So who is going to play hockey at the Olympics?



The NHL will not be sending players to Beijing for the Olympics. Too many games have already been postponed to make up for the Olympics break, and with the buildings being booked for concerts during it, that break will be needed to make up what they can. This bridge is too far to pull off because of the uncertainty over what a player testing positive for would look like in Beijing. The NHL has stressed that the players are still in control, and it doesn't seem like they will be too upset if the league just steps in and makes up the games lost on the schedule.

It is unlikely that the IOC or the Chinese government will push the Olympics back a year or even cancel them altogether because they are still happening. NBC is already running their promo about how the Super Bowl and Olympics will be running at the same time for the first time, because that is some sort of happening worth celebrating for reasons that are easy to understand. NBC has a say.

The hockey tournament is going to happen. When the NHL didn't send their players to South Korea in the summer of 2018, the rosters will be filled with guys playing in Europe. Guys just sitting around and not doing much. NHL teams don't want to keep healthy players that might need to call up, so maybe some college players with a sprinkling of AHL players. Is that going to work this time?
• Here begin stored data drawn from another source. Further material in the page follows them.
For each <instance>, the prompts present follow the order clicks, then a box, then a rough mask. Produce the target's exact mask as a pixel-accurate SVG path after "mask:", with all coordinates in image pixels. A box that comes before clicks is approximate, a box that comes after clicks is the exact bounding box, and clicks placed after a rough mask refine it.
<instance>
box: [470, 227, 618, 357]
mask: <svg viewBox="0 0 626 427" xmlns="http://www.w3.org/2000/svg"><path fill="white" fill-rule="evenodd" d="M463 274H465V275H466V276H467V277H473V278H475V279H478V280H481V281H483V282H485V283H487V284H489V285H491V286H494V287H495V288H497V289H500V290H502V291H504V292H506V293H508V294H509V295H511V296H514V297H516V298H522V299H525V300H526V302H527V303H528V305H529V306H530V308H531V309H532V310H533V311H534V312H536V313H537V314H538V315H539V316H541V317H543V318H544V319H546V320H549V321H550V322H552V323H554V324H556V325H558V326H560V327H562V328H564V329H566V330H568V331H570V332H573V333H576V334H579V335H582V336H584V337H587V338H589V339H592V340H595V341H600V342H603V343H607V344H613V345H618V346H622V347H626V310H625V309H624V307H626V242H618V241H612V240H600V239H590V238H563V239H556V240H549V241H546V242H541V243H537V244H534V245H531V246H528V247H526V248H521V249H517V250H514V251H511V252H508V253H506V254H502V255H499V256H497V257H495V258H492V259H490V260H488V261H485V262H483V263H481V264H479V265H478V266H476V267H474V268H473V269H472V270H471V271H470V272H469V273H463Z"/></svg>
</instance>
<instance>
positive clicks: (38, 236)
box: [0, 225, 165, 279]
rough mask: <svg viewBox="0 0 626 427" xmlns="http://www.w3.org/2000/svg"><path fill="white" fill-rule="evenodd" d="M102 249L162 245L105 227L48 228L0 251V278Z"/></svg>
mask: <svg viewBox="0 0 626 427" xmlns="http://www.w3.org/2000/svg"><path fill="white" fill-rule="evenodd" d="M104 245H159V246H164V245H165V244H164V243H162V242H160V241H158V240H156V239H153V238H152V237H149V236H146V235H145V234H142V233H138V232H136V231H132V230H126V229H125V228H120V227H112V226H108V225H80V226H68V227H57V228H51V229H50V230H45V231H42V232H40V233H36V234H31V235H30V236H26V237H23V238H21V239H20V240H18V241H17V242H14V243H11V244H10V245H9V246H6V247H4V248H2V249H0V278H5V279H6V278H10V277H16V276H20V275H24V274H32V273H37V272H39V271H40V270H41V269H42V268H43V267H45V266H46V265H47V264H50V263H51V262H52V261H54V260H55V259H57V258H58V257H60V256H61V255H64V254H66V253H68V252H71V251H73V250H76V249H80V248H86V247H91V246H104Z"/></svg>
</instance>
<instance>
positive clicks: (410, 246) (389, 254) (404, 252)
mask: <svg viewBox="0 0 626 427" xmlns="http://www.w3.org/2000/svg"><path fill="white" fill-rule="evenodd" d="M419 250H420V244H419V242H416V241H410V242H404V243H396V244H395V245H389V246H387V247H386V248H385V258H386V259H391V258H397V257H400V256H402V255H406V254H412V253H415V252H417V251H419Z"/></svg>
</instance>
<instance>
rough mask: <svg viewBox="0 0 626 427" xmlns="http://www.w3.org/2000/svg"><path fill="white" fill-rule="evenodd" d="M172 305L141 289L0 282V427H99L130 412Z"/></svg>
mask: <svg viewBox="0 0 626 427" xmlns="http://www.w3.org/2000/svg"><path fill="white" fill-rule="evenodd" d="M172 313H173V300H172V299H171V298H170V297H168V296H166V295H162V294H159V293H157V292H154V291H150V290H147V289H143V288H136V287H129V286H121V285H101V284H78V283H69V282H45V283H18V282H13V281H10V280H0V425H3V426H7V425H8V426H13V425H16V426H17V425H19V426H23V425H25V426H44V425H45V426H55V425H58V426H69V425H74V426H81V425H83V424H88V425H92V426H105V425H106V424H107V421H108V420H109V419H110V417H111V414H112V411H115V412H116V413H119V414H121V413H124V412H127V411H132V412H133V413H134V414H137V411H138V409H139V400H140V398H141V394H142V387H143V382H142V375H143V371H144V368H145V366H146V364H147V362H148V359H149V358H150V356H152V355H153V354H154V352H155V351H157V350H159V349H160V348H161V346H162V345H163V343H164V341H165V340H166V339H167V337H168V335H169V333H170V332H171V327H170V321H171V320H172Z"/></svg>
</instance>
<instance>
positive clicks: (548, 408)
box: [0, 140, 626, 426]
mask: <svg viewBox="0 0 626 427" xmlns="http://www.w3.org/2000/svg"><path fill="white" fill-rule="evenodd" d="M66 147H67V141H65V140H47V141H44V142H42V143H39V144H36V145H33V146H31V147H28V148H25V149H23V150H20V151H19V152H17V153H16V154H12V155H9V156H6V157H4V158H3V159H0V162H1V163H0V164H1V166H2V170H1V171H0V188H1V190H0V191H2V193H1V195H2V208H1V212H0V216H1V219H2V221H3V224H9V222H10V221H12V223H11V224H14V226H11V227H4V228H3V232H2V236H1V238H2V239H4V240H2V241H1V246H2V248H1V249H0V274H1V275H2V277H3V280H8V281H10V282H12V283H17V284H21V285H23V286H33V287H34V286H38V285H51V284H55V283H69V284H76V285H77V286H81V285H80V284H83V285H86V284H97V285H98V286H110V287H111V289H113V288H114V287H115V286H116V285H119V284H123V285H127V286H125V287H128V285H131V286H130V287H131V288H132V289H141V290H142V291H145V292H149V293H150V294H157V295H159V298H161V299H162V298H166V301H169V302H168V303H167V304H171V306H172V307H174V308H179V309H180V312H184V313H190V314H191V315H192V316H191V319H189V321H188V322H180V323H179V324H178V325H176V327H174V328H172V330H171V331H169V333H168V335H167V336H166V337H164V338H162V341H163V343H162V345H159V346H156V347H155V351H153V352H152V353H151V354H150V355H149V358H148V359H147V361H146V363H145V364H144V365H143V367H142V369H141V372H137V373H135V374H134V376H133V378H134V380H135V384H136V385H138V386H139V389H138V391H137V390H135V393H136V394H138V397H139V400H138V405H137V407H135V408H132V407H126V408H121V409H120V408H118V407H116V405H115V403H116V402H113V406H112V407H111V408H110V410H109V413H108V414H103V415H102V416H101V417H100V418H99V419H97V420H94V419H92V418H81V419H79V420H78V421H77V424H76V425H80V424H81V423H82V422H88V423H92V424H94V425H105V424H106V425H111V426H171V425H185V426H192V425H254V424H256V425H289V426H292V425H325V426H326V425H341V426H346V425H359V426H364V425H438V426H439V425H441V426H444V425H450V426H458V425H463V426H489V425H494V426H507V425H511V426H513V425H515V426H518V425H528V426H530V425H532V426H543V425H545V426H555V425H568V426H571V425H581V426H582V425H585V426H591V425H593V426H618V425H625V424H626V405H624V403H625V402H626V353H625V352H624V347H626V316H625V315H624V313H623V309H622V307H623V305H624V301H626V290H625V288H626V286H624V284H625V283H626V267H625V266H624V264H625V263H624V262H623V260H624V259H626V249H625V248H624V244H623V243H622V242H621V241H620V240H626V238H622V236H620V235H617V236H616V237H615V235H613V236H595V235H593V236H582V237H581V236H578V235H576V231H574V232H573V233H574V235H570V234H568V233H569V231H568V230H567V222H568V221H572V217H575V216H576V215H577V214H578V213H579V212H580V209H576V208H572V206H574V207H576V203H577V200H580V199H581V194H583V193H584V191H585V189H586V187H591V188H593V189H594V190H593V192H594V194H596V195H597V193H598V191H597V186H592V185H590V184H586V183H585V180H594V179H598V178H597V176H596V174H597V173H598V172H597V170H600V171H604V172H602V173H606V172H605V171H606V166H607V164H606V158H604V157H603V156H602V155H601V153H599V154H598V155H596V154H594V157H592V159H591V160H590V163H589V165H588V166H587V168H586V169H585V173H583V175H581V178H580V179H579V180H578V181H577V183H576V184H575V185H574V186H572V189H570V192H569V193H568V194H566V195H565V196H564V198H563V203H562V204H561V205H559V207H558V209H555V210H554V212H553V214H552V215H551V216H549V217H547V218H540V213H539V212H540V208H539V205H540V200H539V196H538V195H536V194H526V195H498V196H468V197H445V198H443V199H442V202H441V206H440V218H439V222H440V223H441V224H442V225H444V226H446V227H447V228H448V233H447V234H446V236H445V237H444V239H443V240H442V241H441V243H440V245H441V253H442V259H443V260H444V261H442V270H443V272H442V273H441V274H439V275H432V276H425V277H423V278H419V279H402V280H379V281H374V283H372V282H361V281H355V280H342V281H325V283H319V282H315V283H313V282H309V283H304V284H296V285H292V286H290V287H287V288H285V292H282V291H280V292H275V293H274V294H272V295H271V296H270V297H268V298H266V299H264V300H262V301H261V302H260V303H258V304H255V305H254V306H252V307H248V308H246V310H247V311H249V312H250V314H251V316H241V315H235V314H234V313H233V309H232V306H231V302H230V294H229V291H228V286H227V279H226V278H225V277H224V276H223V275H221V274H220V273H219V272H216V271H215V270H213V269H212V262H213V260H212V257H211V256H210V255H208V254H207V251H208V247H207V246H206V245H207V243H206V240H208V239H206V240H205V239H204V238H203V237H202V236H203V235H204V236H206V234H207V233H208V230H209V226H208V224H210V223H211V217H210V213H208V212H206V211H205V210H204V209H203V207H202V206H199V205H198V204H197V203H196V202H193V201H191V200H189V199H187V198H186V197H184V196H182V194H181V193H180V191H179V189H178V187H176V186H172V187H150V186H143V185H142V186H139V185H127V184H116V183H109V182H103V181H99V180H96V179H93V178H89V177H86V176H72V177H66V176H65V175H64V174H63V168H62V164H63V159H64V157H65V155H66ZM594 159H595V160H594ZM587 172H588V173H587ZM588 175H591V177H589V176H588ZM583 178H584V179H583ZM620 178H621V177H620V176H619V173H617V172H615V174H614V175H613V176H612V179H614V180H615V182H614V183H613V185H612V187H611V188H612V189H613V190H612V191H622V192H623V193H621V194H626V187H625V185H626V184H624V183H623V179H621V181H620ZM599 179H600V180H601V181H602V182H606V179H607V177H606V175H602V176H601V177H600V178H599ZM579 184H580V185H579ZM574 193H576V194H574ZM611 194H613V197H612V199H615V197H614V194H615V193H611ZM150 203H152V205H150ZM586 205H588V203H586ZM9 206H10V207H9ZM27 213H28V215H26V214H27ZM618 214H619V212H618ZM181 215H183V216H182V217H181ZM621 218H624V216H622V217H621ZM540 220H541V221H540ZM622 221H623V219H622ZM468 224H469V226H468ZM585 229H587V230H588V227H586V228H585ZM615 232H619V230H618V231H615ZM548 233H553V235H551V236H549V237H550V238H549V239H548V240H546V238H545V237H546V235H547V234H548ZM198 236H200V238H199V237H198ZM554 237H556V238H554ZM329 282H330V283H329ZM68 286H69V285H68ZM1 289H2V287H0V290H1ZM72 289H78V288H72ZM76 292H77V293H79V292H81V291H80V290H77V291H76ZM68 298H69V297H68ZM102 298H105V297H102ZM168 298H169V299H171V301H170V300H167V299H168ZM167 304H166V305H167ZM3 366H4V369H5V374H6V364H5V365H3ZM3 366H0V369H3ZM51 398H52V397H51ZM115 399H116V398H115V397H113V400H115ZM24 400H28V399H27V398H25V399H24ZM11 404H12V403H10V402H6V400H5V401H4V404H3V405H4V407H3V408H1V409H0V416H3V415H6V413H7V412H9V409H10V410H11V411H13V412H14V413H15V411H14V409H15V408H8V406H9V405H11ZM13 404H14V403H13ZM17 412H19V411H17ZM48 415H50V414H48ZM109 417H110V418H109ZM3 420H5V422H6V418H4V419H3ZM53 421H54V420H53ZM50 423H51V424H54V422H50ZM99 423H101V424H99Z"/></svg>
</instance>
The NHL players didn't for the same reasons.

The assumption that players who never dreamed of even being in the discussion of being a choice for an Olympic roster will simply leap at the opportunity is unfair. An interview with Swedish player Magnus Nygren can be found on the Swedish website. The overall message is clear, even if the translation is rough.

Send the fuck out of Europe.

That's right, that sums it up. European leagues don't want to see their players stuck in China for three-to-five weeks if they have to get sick, because they haven't seen the disruption to its schedule that the NHL and AHL have. With thousands of people traveling from all parts of the world, they can't control the event.

The players are not jonesing either. They don't want to leave their families for weeks at a time, or put their health at risk. If they have to miss a lot of games, it will cost them. These guys are more than just props.

These players have bigger contracts than most because they have the opportunity to cash in on anything else around sports that a gold medal can translate to, and they are closer to the profile of other Olympic athletes. Even if this is a chance that wouldn't come to them under normal circumstances, they don't need this as badly as some.

It could leave federations scrambling to fill out rosters of "the willing" which could come from anywhere and everywhere. The NBA didn't run into this because their schedule wasn't going to be interrupted, and Tokyo didn't have the same protocols as China does now That is the only parallel.

It is possible that enough players below the NHL level would still take the chance that they never thought would come. It might not be automatic.